Czara goryczy się przelała, SLD zrywa z Cimoszewiczem
Były premier Włodzimierz Cimoszewicz, który jeszcze niedawno rozważany był jako potencjalny kandydat SLD na prezydenta, nie został zaproszony na sobotnią konwencję Sojuszu - dowiedział się portal tvp.info. - Grzegorz Napieralski nie widzi możliwości dalszej współpracy z Cimoszewiczem - komentuje jeden polityków SLD.
Krajowa Konwencja Programowa SLD rozpocznie się w sobotę o godzinie 11.00. Sojusz chce zaprezentować na niej wizję Polski i priorytety programowe do 2015 roku. Przemawiać ma m.in. były prezydent Aleksander Kwaśniewski i były wicepremier Grzegorz Kołodko.
Na konwencji ma zostać ogłoszona kandydatura Jerzego Szmajdzińskiego w przyszłorocznych wyborach prezydenckich. Z ustaleń portalu tvp.info wynika, że Włodzimierza Cimoszewicza, czyli osoby, która nieomal została kandydatem na prezydenta, w ogóle nie zaproszono.
- Potwierdzam, pana premiera nie będzie. Nie zapraszaliśmy go, bo wiedzieliśmy, że w tym czasie będzie za granicą - tłumaczy rzecznik SLD Tomasz Kalita.
- Pan premier jest w kraju - mówi jednak współpracownik Włodzimierza Cimoszewicza Mariusz Edgaro. - Uczestniczył nawet w tym tygodniu w posiedzeniu senatu - dodaje. Jeden z polityków Sojuszu mówi portalowi tvp.info, że Napieralski celowo nie zaprosił Cimoszewicza, bo nie widzi z nim możliwości dalszej współpracy.
- Bardzo zależało mu na tym, by wystartował w wyborach na prezydenta. Odmowa bardzo go dotknęła - wyjaśnia. - Szef SLD doskonale pamięta też, że Cimoszewicz, mimo próśb, nie poparł SLD przed wyborami do europarlamentu - dodaje.

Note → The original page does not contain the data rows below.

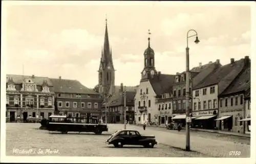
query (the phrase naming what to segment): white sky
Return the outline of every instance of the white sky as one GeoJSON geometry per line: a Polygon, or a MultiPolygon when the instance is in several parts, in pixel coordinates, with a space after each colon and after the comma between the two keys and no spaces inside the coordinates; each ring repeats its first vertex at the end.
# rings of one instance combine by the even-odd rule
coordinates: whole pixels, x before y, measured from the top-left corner
{"type": "Polygon", "coordinates": [[[190,68],[217,59],[224,65],[230,58],[250,56],[249,6],[40,3],[45,5],[19,3],[6,8],[8,74],[22,74],[24,64],[25,75],[61,76],[93,88],[98,83],[106,14],[116,85],[139,84],[149,29],[156,68],[162,73],[185,70],[186,33],[191,29],[197,31],[200,42],[195,44],[195,38],[189,40],[190,68]]]}

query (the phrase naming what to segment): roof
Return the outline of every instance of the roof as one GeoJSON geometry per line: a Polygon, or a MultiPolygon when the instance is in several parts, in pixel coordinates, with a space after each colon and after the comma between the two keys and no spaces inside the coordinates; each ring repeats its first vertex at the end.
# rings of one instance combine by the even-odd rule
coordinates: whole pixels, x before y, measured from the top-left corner
{"type": "Polygon", "coordinates": [[[167,90],[172,90],[171,87],[174,83],[175,75],[160,74],[158,76],[159,76],[150,79],[150,82],[157,95],[161,95],[167,90]]]}
{"type": "Polygon", "coordinates": [[[245,69],[241,73],[221,94],[222,95],[246,91],[250,89],[251,86],[250,66],[245,69]]]}
{"type": "Polygon", "coordinates": [[[98,95],[98,93],[90,89],[76,80],[59,78],[50,78],[53,85],[53,92],[98,95]]]}
{"type": "Polygon", "coordinates": [[[31,78],[33,81],[37,85],[42,86],[44,81],[46,80],[49,86],[53,86],[53,84],[49,78],[47,77],[39,77],[33,76],[23,76],[16,74],[7,74],[6,81],[8,81],[9,78],[12,78],[15,84],[22,84],[24,79],[31,78]]]}
{"type": "Polygon", "coordinates": [[[244,66],[244,59],[242,59],[234,62],[233,63],[228,64],[216,69],[195,86],[194,90],[209,86],[218,84],[218,94],[222,92],[230,84],[239,73],[242,70],[244,66]]]}
{"type": "MultiPolygon", "coordinates": [[[[127,106],[134,105],[134,100],[136,93],[136,91],[126,91],[126,105],[127,106]]],[[[108,105],[110,106],[123,105],[124,100],[122,92],[119,92],[111,97],[108,105]]]]}

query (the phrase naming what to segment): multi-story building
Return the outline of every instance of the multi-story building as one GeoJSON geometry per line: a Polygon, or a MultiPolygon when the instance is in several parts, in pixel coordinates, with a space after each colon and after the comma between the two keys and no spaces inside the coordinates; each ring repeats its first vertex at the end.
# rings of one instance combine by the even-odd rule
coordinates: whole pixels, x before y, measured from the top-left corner
{"type": "Polygon", "coordinates": [[[55,111],[59,115],[99,118],[102,98],[98,93],[76,80],[51,78],[55,93],[55,111]]]}
{"type": "MultiPolygon", "coordinates": [[[[126,87],[124,87],[126,88],[126,87]]],[[[128,122],[134,121],[134,96],[136,90],[133,87],[126,88],[126,120],[128,122]],[[128,89],[128,90],[127,89],[128,89]]],[[[102,116],[103,121],[105,115],[109,123],[123,123],[124,118],[124,87],[121,84],[119,92],[111,97],[110,101],[106,104],[106,107],[104,110],[104,106],[102,106],[102,116]]]]}
{"type": "Polygon", "coordinates": [[[245,97],[250,89],[250,61],[248,57],[244,61],[243,70],[220,95],[218,127],[220,130],[245,132],[246,116],[245,97]]]}
{"type": "Polygon", "coordinates": [[[136,124],[154,122],[161,122],[157,99],[169,89],[174,81],[175,75],[163,74],[155,67],[155,52],[148,45],[144,52],[144,68],[141,79],[135,97],[135,120],[136,124]]]}
{"type": "Polygon", "coordinates": [[[218,96],[231,84],[243,70],[245,59],[234,61],[217,69],[193,89],[193,125],[203,128],[217,128],[218,96]]]}
{"type": "MultiPolygon", "coordinates": [[[[219,60],[216,62],[209,62],[202,65],[202,63],[199,63],[199,66],[192,68],[189,73],[189,113],[192,111],[192,92],[191,88],[198,85],[207,76],[211,73],[216,69],[219,68],[219,60]],[[192,80],[191,80],[192,79],[192,80]]],[[[173,120],[176,122],[185,125],[186,118],[186,72],[181,73],[177,73],[175,76],[175,81],[173,85],[173,120]]]]}
{"type": "Polygon", "coordinates": [[[54,93],[48,77],[7,74],[6,121],[26,121],[53,114],[54,93]]]}

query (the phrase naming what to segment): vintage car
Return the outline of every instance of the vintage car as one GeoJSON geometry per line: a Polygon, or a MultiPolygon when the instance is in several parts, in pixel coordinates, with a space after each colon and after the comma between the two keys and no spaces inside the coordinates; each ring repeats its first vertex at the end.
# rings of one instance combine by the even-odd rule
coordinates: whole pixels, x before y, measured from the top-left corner
{"type": "Polygon", "coordinates": [[[141,135],[136,130],[123,129],[115,131],[108,139],[108,144],[122,148],[123,145],[142,145],[145,148],[153,148],[157,144],[153,135],[141,135]]]}
{"type": "Polygon", "coordinates": [[[106,124],[102,124],[96,118],[78,118],[67,116],[51,116],[48,120],[42,120],[41,125],[49,131],[60,131],[62,133],[73,132],[92,132],[100,134],[108,131],[106,124]]]}

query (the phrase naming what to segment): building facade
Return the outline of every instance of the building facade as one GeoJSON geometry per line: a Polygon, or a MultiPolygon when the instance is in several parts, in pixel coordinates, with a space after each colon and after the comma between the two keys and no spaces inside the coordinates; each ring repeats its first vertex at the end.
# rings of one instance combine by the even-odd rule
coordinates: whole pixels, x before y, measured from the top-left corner
{"type": "Polygon", "coordinates": [[[7,75],[6,121],[41,119],[54,111],[54,93],[47,77],[7,75]]]}
{"type": "Polygon", "coordinates": [[[219,96],[220,130],[245,133],[248,130],[246,104],[245,97],[250,89],[250,61],[248,57],[244,59],[244,66],[230,85],[219,96]]]}
{"type": "Polygon", "coordinates": [[[51,78],[55,93],[55,112],[77,117],[101,116],[102,98],[99,94],[75,80],[51,78]]]}
{"type": "Polygon", "coordinates": [[[218,122],[221,116],[219,114],[222,103],[219,101],[219,96],[243,70],[244,61],[244,59],[237,61],[231,59],[229,64],[216,69],[193,88],[193,116],[198,116],[192,120],[193,126],[219,128],[218,122]]]}
{"type": "Polygon", "coordinates": [[[157,71],[155,67],[155,52],[151,47],[150,37],[148,40],[148,46],[143,54],[144,68],[141,72],[141,79],[135,97],[135,117],[138,124],[151,122],[159,124],[161,116],[156,101],[172,86],[174,75],[163,74],[157,71]]]}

Czarę goryczy miał przelać wywiad byłego premiera z listopada dla "Rzeczpospolitej", w którym ocenił, że sytuacja na lewicy "wygląda fatalnie", a decyzje liderów SLD to jedno wielkie pasmo błędów politycznych. - Po ostatnich zachowaniach i wypowiedziach skłaniam się ku tezie, że Włodzimierz Cimoszewicz bardziej jest politykiem Platformy Obywatelskiej - komentował Grzegorz Napieralski.